J’ai cru que Dom Gusman, tout fier, tout rigoureux,
Tout terrible qu’il est, doit être généreux.
J’ai pensé qu’un guerrier, jaloux de sa puissance,
Peut mettre l’orgueil même à pardonner l’offense :
Une telle vertu séduirait plus nos cœurs,
Que tout l’or de ces lieux n’éblouit nos vainqueurs.

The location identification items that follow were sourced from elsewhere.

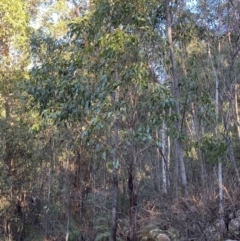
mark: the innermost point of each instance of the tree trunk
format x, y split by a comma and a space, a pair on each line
115, 170
178, 147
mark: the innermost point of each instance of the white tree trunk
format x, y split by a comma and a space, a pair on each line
179, 163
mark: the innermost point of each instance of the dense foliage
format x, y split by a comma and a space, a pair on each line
119, 119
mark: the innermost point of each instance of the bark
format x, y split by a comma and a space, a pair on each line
179, 163
164, 166
236, 109
115, 172
133, 203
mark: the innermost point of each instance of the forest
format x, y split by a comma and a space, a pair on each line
119, 120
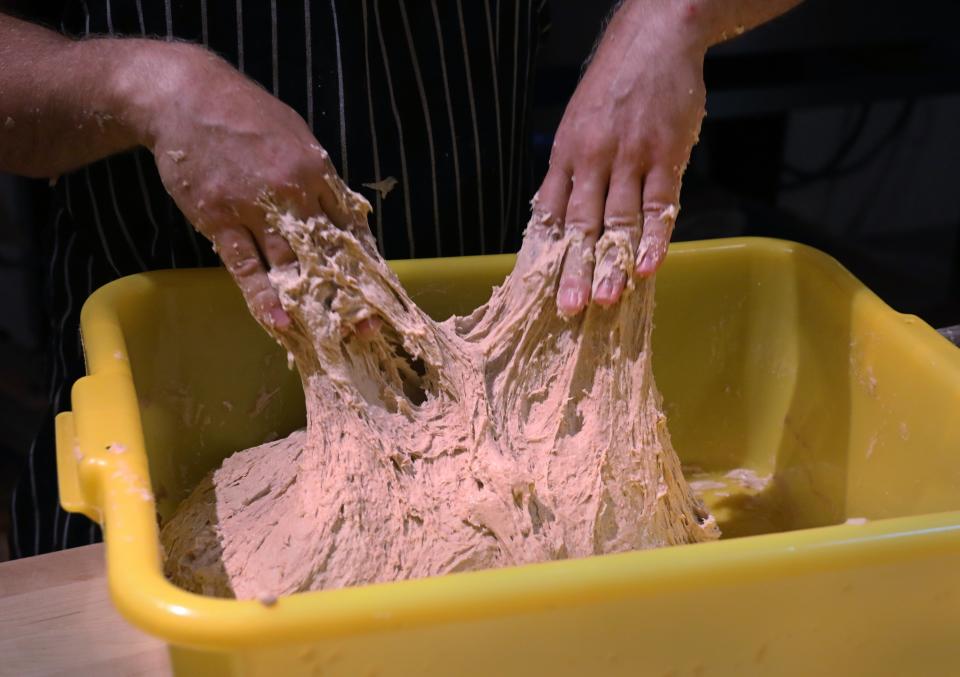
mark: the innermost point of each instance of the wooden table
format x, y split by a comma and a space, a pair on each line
56, 618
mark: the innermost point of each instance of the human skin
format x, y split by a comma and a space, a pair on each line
627, 132
220, 141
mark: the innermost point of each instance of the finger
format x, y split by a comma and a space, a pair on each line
661, 194
238, 250
550, 202
621, 214
583, 216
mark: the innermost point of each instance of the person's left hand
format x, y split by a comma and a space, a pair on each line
621, 149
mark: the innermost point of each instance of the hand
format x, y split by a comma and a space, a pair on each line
620, 152
222, 144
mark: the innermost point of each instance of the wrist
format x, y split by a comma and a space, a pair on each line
664, 26
148, 81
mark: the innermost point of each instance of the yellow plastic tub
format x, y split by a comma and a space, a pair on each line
771, 358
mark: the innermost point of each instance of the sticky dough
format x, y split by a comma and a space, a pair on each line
508, 436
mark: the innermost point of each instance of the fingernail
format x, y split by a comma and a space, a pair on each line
647, 263
572, 300
604, 290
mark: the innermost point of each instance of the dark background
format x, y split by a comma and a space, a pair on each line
837, 125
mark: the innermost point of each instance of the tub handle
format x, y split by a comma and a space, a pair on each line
952, 334
69, 459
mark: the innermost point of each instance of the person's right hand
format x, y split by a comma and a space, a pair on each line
222, 143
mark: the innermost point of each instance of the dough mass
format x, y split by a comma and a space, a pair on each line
507, 436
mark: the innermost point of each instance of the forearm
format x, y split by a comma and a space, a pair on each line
698, 24
65, 103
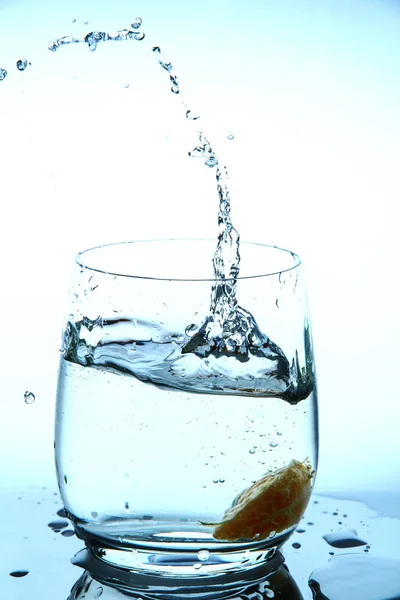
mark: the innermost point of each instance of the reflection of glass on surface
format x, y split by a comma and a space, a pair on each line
108, 583
160, 447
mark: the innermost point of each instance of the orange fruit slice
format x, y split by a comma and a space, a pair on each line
272, 504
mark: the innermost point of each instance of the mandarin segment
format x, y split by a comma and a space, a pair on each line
273, 504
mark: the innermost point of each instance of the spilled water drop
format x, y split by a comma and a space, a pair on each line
203, 555
22, 63
296, 545
29, 397
352, 576
68, 533
344, 538
56, 526
192, 115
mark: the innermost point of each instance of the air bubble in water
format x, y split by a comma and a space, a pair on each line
29, 397
203, 555
136, 23
22, 63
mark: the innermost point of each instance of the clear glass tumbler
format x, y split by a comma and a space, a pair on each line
175, 460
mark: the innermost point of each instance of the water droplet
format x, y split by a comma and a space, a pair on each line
191, 115
29, 397
211, 162
22, 63
191, 329
350, 576
345, 538
203, 555
136, 23
68, 533
57, 525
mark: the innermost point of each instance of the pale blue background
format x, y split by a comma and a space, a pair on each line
311, 91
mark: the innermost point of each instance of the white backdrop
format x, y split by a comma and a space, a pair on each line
311, 92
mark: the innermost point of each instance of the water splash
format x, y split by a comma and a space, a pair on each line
229, 329
94, 37
136, 23
22, 63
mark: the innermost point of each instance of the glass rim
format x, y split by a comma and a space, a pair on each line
81, 263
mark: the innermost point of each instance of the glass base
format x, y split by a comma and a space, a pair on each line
147, 573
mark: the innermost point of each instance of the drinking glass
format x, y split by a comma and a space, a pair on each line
180, 464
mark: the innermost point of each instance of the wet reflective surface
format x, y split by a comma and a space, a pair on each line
339, 546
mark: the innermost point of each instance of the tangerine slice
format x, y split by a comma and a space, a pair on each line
272, 504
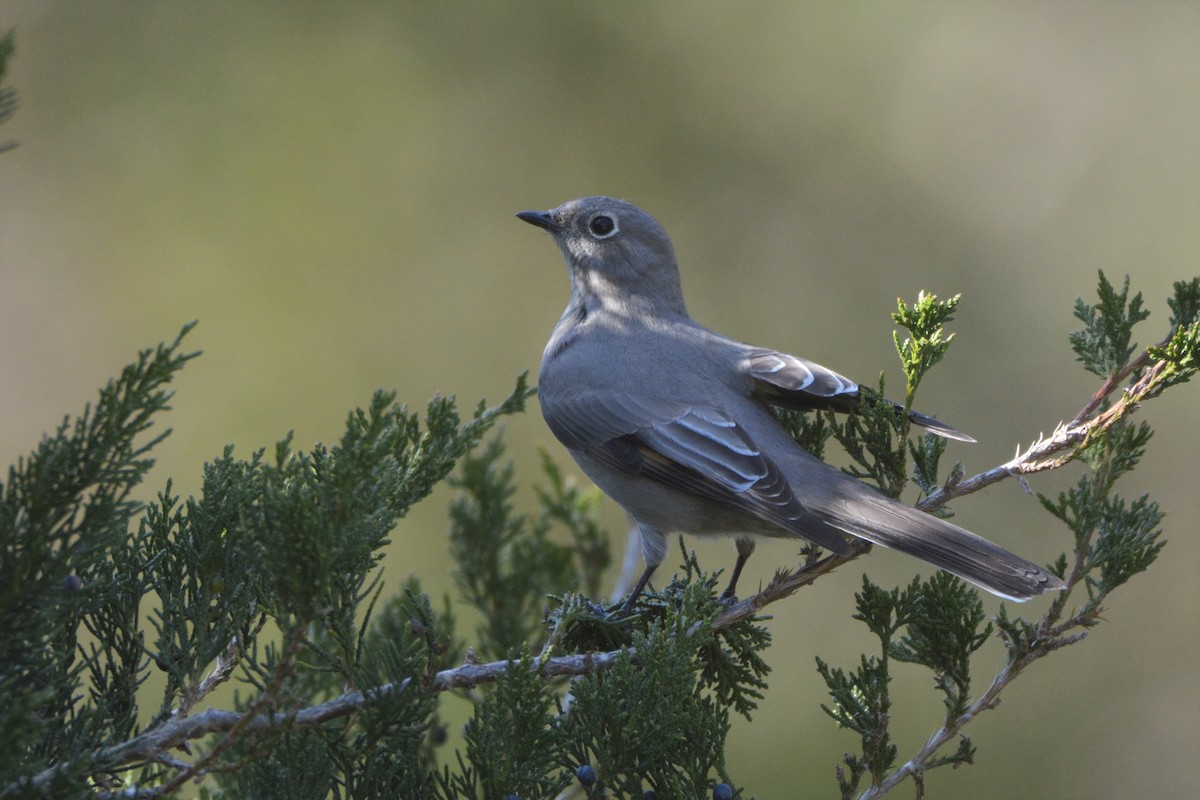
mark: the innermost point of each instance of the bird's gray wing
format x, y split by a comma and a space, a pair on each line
786, 380
694, 449
789, 382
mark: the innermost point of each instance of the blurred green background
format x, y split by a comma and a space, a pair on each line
329, 188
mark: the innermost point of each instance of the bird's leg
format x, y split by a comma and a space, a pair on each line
745, 547
628, 606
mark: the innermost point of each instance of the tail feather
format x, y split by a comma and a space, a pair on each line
972, 558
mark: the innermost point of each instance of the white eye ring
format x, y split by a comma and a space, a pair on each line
603, 226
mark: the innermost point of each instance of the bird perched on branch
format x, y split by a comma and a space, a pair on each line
671, 420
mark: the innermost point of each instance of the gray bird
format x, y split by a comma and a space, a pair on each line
671, 420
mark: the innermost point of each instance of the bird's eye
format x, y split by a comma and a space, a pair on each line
603, 226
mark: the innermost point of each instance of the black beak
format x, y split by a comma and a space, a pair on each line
540, 218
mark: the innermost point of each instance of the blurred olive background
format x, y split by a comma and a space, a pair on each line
330, 188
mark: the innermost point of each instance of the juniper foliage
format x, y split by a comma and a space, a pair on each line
269, 579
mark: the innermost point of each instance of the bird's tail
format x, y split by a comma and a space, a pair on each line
879, 519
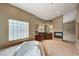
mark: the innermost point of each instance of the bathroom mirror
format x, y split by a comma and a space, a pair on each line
69, 25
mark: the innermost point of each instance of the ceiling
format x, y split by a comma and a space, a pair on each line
47, 11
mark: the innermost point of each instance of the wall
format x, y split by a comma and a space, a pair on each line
69, 31
8, 11
57, 24
77, 21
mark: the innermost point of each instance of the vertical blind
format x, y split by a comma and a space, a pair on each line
18, 29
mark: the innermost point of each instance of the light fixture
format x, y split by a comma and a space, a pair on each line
58, 12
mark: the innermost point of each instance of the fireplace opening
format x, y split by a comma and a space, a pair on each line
58, 34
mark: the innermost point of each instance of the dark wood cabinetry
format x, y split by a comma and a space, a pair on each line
46, 36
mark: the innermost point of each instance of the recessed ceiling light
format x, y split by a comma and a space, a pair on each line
58, 12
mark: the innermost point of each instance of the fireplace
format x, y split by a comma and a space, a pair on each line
58, 34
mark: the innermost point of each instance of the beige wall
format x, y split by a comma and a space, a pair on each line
10, 12
57, 24
69, 32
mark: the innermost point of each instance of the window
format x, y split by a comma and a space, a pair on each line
18, 29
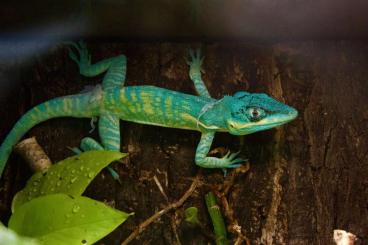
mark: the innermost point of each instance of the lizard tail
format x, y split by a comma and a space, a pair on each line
68, 106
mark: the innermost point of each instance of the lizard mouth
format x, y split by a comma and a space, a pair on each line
267, 123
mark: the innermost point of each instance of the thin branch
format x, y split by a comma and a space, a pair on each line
141, 227
34, 155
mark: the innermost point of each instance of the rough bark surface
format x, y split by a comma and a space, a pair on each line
306, 178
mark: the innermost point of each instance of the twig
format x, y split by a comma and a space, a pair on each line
172, 218
233, 226
33, 153
141, 227
216, 217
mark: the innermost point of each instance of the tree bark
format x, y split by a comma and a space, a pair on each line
306, 178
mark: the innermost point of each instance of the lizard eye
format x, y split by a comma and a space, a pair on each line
255, 113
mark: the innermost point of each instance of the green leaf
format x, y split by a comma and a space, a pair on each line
191, 215
60, 219
9, 237
70, 176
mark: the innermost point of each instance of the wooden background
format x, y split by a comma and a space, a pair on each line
305, 179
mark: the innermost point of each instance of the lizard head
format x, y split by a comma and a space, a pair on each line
252, 112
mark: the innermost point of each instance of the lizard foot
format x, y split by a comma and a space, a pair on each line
230, 160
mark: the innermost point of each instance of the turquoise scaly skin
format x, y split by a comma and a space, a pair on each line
240, 114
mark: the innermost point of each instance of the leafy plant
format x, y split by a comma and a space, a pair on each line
70, 176
9, 237
51, 209
60, 219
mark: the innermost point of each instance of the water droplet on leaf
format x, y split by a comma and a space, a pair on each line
76, 209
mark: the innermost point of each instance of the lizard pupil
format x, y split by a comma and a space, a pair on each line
255, 113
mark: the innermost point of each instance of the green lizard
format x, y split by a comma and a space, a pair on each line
240, 114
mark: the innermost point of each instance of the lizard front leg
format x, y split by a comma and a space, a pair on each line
195, 73
115, 66
230, 160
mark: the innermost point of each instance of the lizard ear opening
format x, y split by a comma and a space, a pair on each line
241, 94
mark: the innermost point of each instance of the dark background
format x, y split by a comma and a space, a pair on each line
305, 179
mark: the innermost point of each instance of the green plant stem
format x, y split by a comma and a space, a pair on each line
216, 218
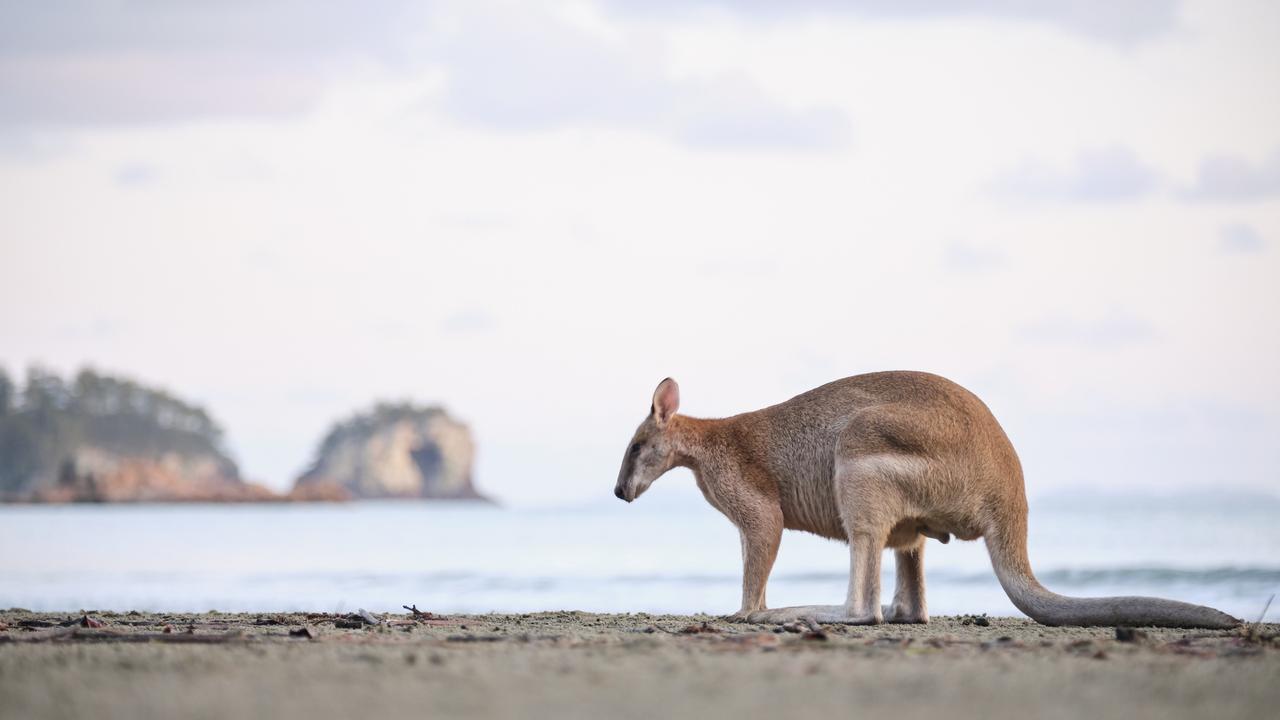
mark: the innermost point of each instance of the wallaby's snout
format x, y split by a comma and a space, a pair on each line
650, 452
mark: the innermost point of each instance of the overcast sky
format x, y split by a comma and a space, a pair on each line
534, 212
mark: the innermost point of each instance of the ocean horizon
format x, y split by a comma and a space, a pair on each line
662, 556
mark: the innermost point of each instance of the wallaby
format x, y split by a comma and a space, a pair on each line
881, 460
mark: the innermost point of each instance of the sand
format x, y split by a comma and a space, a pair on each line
585, 665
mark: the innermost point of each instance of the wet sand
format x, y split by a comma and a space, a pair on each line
584, 665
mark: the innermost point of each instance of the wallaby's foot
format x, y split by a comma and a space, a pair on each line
828, 614
905, 615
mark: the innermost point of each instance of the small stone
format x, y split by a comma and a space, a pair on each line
1129, 634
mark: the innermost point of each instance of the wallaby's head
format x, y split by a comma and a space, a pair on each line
652, 451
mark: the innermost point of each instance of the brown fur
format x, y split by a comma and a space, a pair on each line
882, 460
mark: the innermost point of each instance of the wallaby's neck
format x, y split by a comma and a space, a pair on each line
696, 440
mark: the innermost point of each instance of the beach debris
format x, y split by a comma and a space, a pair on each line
1252, 632
474, 638
419, 615
1129, 634
762, 641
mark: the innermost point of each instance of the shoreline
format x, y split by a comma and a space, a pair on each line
636, 665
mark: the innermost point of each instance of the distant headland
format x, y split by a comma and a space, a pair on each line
105, 438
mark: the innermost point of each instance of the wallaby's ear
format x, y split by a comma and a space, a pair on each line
666, 401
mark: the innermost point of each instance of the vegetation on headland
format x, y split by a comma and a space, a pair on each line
105, 438
100, 437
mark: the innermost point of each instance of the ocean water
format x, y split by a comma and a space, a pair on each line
657, 557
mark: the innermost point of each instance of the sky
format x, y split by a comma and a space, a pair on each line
534, 212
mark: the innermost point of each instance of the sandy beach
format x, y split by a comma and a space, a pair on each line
584, 665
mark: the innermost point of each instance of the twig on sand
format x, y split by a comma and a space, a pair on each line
419, 615
83, 634
1265, 607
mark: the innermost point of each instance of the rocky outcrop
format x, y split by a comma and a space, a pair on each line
101, 438
394, 451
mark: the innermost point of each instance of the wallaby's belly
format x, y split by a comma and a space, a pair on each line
808, 504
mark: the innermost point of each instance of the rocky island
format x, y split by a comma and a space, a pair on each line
100, 438
393, 451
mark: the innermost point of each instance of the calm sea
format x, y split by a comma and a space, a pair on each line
659, 556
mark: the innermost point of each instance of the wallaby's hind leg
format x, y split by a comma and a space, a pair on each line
760, 533
868, 532
909, 604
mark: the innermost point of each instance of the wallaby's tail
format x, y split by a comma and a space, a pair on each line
1008, 547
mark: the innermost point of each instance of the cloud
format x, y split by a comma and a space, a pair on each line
508, 67
1233, 178
1240, 238
469, 320
536, 71
136, 174
1100, 176
968, 258
1106, 21
88, 62
1111, 329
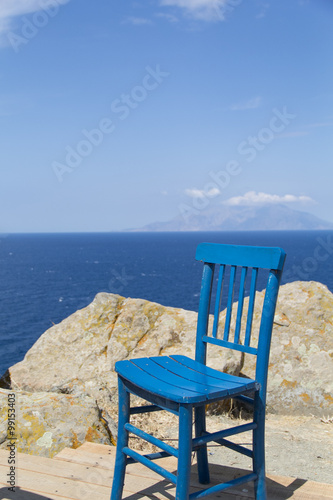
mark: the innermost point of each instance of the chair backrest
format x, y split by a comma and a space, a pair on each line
241, 266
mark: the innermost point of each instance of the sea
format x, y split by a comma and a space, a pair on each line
46, 277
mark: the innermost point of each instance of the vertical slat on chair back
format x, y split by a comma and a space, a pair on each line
237, 277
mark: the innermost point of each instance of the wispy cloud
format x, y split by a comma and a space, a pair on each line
168, 17
9, 9
252, 103
138, 21
201, 193
207, 10
253, 198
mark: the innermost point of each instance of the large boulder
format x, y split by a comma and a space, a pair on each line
71, 365
45, 423
77, 356
301, 360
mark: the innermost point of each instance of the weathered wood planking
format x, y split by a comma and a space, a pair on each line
86, 473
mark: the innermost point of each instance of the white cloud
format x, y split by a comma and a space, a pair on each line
9, 9
168, 17
253, 198
138, 21
201, 193
253, 103
207, 10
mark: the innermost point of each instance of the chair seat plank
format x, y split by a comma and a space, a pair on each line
194, 365
156, 379
195, 376
129, 371
162, 372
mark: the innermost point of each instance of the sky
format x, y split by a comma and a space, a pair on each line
116, 114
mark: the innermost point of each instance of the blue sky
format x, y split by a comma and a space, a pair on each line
117, 114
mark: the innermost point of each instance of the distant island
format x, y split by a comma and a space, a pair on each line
240, 218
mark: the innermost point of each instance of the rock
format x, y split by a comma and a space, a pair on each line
78, 355
301, 360
71, 365
46, 423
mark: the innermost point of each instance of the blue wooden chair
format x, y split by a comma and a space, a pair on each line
182, 385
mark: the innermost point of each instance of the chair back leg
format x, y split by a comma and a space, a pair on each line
259, 448
120, 464
202, 458
184, 452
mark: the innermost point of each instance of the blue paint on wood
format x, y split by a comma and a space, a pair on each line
182, 385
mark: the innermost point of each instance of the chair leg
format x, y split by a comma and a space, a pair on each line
202, 458
259, 449
120, 464
184, 452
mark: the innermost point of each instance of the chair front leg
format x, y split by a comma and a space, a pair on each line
184, 452
202, 458
121, 458
259, 448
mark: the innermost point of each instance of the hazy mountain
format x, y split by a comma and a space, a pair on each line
241, 218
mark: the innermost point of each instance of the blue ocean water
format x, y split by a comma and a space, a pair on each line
46, 277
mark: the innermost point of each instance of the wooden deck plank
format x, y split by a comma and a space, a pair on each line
98, 453
86, 473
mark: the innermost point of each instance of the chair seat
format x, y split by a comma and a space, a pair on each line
182, 380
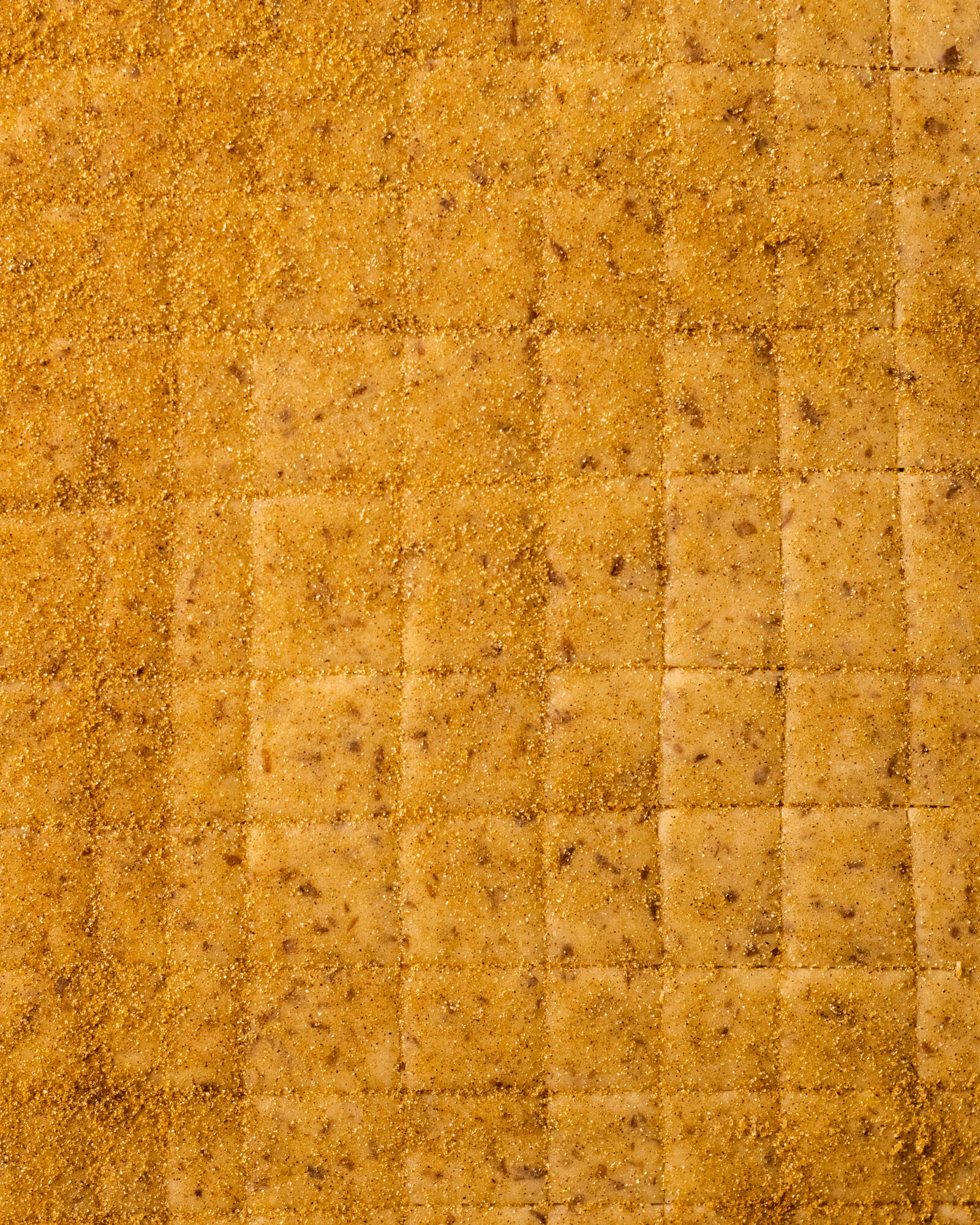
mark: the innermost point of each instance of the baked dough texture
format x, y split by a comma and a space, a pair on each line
491, 613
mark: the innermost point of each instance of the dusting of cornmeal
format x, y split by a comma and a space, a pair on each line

Par ce grand changement dans ton âme inhumaine,
Par un effort si beau, tu vas changer la mienne,
Tu t’assures ma foi, mon respect, mon retour,
Tous mes vœux (s’il en est qui tiennent lieu d’amour)[1].
Pardonne… je m’égare… éprouve mon courage.
Peut-être une espagnole, eût promis davantage.
Elle eût pu prodiguer les charmes de ses pleurs[2] ;
Je n’ai point leurs attraits, et je n’ai point leurs mœurs[3].
Ce cœur simple et formé des mains de la nature,
En voulant t’adoucir redouble ton injure ;

  1. Toute cette tirade fut vivement critiquée. On voulait que Gusman interrompît Alzire par une Quinauderie. Que dis-je ! On se permit de l’interrompre à la première représentation, et Voltaire protesta. (G. A.)
  2. J’ai suivi les éditions de 1736, 1748, 1768, 1765. Feu Décrois proposait de mettre :
    Le charme de ses pleurs. (B.)
  3. On supprima ce vers à la première représentation comme ne s’accordant pas avec « une Espagnole ». Voltaire dut protester encore, et renvoya ses censeurs à la grammaire, article des Pronoms collectifs. (G. A.)